Joseph Jett and Kidder Peabody

Joseph Jett's career in the finance industry was less than stellar. After being let go by Morgan Stanley and then First Boston, he was given another chance at Kidder, Peabody & Co. At the time, Kidder was a well-regarded investment bank with a 126-year history. Its reputation was so good that squeaky-clean General Electric had purchased it in 1986. Jett's limited trading experience was in mortgage-backed securities, but in 1991, Kidder placed him in the government bond group to trade strips.

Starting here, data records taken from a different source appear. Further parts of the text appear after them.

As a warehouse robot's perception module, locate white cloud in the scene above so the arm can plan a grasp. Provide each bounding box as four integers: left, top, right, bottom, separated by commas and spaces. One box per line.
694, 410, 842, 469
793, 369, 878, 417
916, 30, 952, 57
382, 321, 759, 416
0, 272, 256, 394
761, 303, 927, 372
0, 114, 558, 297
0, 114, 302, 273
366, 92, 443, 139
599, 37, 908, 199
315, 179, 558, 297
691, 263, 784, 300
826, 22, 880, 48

A government strip is a Wall Street creation that creates many zero coupon bonds from government treasury bonds. Zero coupon bonds are bonds that have no interest payment. A regular bond would pay the $1,000 face value of the bond at maturity. In the meantime, the bond pays interest payments every six months. The zero coupon bond's only payment is the one principal payment at maturity. Many fixed-income investors like the zero coupon bond. Originally, only corporations issued them. However, investors wanted a zero that had no default risk. Since the U.S. government did issue zeros, investment banks filled the niche by buying large quantities of U.S. Treasury bonds and stripping the payment off. Each payment is sold individually to create a zero coupon bond whose payment originates from the government. These are known as government strips, or more colorfully, as strip-Ts.